A comienzos del año se tenía en el país gran expectativa por lo que podría ser una gran reforma que apuntara a corregir los vicios que han pervertido el ejercicio de la política en Colombia, como la prevalencia del voto preferente sobre las listas de los partidos y la circunscripción nacional general para el Senado, por ejemplo, lo que encarece demasiado las campañas y facilita el ingreso de dineros ilegales. No obstante, todo indica que terminará aprobada una reforma que se queda a mitad de camino en aspectos esenciales y que podrá tener efectos inesperados de cara a las elecciones parlamentarias y presidenciales del próximo año.
La realidad es que después de enormes ambivalencias en los debates en la Cámara de Representantes, en la Comisión Primera del Senado en un solo debate se tomaron decisiones audaces que seguramente serán ratificadas en la plenaria en los próximos días, y vendrá luego la conciliación en la que es impredecible su resultado, y la probabilidad de que esta reforma sanee las costumbres políticas parece muy limitada.
Del proyecto nacido de las recomendaciones de la Comisión Especial Electoral, que no solo buscaba reformas a la política como tal sino también modificar aspectos esenciales del sistema electoral colombiano, queda muy poco, casi nada. De hecho, solo se hace un pequeño ajuste en la elección de los magistrados del Consejo Nacional Electoral que no aporta a generar más transparencia, independencia, neutralidad y equilibrio a la política. Ese organismo seguirá politizado, contrario a la tendencia de entidades similares en las democracias más consolidadas del mundo.
La iniciativa gastó cuatro meses en la Cámara, de donde salió desvirtuada de su intención inicial, de facilitarles la participación política a las fuerzas alternativas más pequeñas, y todo indica que el resultado en el Senado podrá ser que se conformen grandes coaliciones de partidos grandes y pequeños que tengan algunas afinidades ideológicas.
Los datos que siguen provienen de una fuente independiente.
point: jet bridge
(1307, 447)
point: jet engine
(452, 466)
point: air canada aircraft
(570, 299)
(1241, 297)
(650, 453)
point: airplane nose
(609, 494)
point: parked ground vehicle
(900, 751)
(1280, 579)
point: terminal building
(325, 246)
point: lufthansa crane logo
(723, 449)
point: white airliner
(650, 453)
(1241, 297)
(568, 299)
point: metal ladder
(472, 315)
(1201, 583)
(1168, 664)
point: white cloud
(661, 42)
Eso tiene sus pro y sus contra que solo con el tiempo se podrán evaluar adecuadamente.
El aspecto más polémico de lo aprobado en el fugaz debate en la Comisión Primera del Senado es que los congresistas que no estén de acuerdo con las coaliciones que hagan sus partidos y movimientos políticos podrán cambiar de colectividad sin incurrir en doble militancia, algo que con el tiempo podrá arrojar efectos insospechados, aunque les da la posibilidad a quienes no comulguen con las alianzas de su partido buscar alternativas más próximas a su forma de pensar.
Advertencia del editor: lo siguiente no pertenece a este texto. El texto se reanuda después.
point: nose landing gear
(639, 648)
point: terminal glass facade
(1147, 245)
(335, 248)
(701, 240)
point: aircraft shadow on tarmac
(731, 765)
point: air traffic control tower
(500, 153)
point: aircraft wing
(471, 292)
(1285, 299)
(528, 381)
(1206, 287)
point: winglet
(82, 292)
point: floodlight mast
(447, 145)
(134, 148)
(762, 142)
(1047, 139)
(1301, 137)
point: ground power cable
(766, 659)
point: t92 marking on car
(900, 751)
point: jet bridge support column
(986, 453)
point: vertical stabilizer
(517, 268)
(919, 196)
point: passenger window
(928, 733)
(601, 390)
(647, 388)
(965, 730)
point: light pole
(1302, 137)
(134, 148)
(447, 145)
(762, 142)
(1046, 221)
Como resultado positivo para los partidos pequeños, se eliminó durante ocho años el umbral mínimo de votación para mantener el reconocimiento y poder recibir financiación del Estado. Eso les garantiza a partidos como el Verde, el Mira, o el propio Polo Democrático seguir en la brega electoral manteniendo sus banderas.
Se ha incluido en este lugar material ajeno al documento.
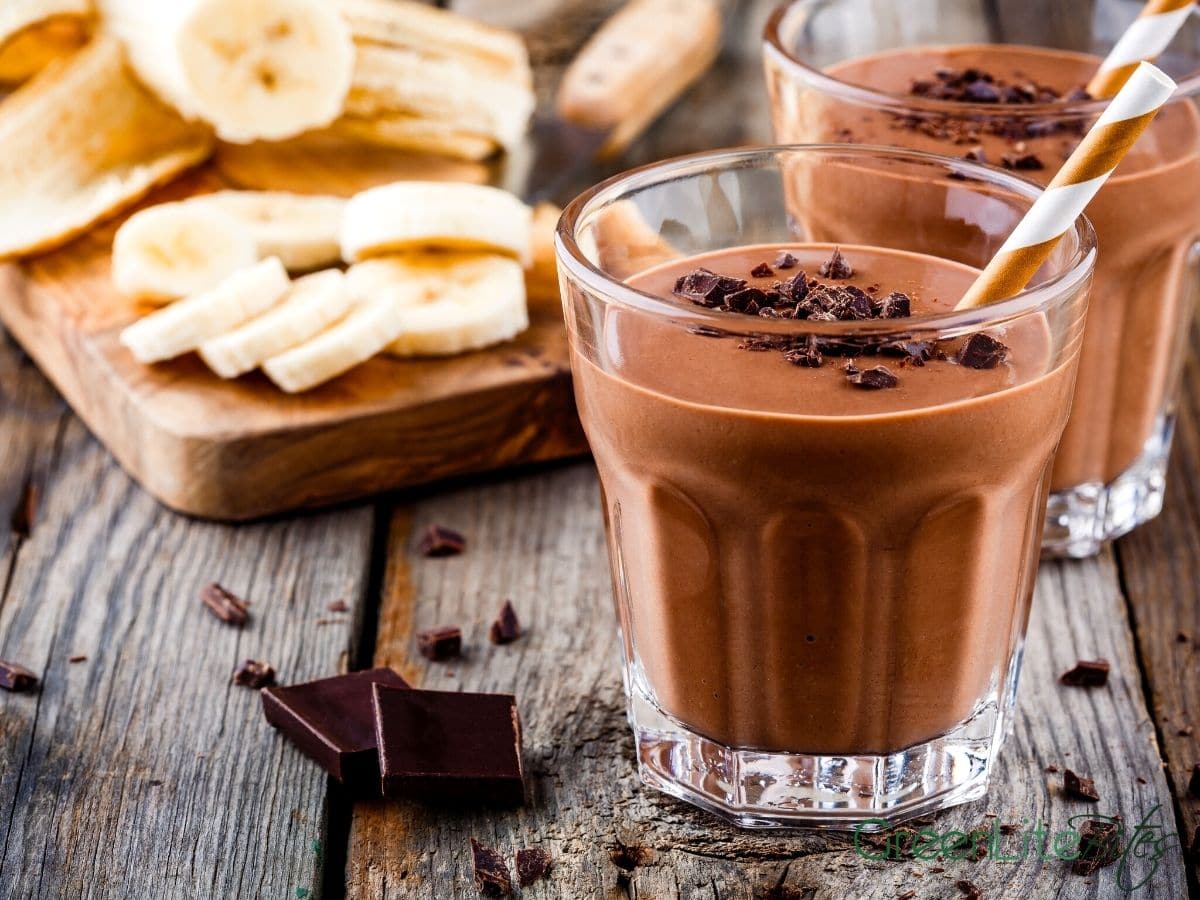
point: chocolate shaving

Instancias como la de la Misión de Observación Electoral (MOE) consideran que la reforma política que avanza en el Congreso es un retroceso, e inclusive creen que incentivará la corrupción, por el hecho de que los congresistas puedan ser ministros o embajadores. Lo cierto es que haber dejado hundir definitivamente esta reforma habría sido un costoso error, y que lo más conveniente es que se rescate por lo menos algo que ayude a ordenar en algo la política. Del ahogado el sombrero, como se dice. Quedan muchos asuntos pendientes, porque tampoco tiene mucha lógica que haya ahora una mayor financiación estatal de las campañas, cuando no se tienen mecanismos que ayuden a la democracia interna de los partidos, ni que se fomenten las listas cerradas por sobre el voto preferente.
Queda también por resolver la participación en política de los funcionarios públicos, que hoy se prohíbe, pero que es una norma que no se cumple y no tiene sentido mantener. Los funcionarios, y más los de elección popular, son por definición políticos, y debe reglamentarse su participación en las campañas electorales para terminar con tanta falsedad y violación de la ley.